Things I've done to explore this issue:

• Session name ("randomString89") is universal throughout all pages/include.
• (Prolific) error log reporting shows SESSION data is being written to file.
• Have tried disabling/skipping session_set_cookie_params (it's all set in the ini anyway tbh)
• Trying to set samesite.cookie to Lax
• And ensuring domain is open / or open to www. or other variations .domain.uk
• Session status is confirmed as "active" (2) on all pages after the header.php session_start();
• There is no whitespace (that I can see) that would interfer with session triggering.
• PHPinfo shows nothing unexpected and everything appears correct under the "local" column.
• All found StackOverGnome solutions don't resovlve this or don't apply (outlined at the top of this question)
• I have spent many hours today methodically working through possibilities here and not found anything. What have I missed?

How can I diagnose this problem?

• Server note: The server currently runs PHP as an "FPM application served by Apache". There are options here to change this to "FPM application served by nginx" or "fastCGI", I have never changed this on this server and not sure what this could entail?

Updates

I have found some unexpected updates: The issue appears to be specific to Firefox 115. I have tried Opera Browser (v100), and Chrome (v115) and even MS Edge (v109) and they all work fine, but Firefox persists in not recognising the session id . Strangely, in other websites (both mine and 3rd party) there is not log in issues with Firefox so kind of curious why this seems browser specific.

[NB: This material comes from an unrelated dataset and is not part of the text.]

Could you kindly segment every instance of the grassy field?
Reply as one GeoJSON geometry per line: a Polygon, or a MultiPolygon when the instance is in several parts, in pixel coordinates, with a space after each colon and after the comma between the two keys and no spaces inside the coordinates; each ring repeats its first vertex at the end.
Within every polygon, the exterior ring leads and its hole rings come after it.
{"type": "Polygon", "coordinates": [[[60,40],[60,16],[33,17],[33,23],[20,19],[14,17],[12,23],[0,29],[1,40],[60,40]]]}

To answer queries from the comments:

• The page saves the session data fine, and checking the raw session file in the filesystem confirms this.
• Every page loads "header.php".
• I have tried both using .domain.uk and www.domain.uk and domain.uk and these don't make a difference.
• Disabling Firefox's "Enhanced Tracking Protection" does not resolve this issue.

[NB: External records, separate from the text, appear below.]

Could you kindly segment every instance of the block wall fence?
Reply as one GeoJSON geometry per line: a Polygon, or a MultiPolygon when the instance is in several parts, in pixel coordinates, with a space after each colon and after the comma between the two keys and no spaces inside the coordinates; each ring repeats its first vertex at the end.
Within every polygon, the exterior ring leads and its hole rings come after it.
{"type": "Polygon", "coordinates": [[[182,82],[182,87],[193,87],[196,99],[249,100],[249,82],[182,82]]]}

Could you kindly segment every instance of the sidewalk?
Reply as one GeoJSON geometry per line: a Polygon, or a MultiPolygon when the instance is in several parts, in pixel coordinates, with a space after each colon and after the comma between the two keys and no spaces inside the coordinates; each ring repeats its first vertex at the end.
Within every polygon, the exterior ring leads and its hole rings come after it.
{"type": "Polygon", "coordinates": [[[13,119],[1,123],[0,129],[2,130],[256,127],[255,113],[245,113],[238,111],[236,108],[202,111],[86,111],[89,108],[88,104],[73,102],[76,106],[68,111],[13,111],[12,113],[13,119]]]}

To underline, the issue doesn't appear to be the session mechanism itself, but somehow the browser (Firefox 115) doesn't seem to be saving the [correct?] session ID to the cookie or similar inconsistency.

Answer 1

Problems with cookie-based sessions, that only manifest in Firefox, are likely connected to the Enhanced Tracking Protection that Firefox introduced a while back (June 2019; Firefox 67.

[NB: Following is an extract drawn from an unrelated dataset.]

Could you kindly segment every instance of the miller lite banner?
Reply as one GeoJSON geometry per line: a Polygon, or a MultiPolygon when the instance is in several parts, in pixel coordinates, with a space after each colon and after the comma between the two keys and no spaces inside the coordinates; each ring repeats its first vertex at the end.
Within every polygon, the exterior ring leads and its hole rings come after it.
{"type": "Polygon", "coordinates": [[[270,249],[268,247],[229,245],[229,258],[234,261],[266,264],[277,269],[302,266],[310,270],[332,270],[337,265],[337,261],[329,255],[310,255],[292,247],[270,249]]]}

If only turning this off for yourself in your local browser already "fixes" the problem to the necessary degree for you, then that can be considered the solution here, I suppose. If you need this to work for other users as well - then you will probably have to instruct them to also turn this off, if they run into problems - or investigate, if there is a way to avoid this for legitimate use cases. (I don't know too much about how it works, whether it is based on a list of known "trackers", or some heuristic approach - or probably a combination of both.)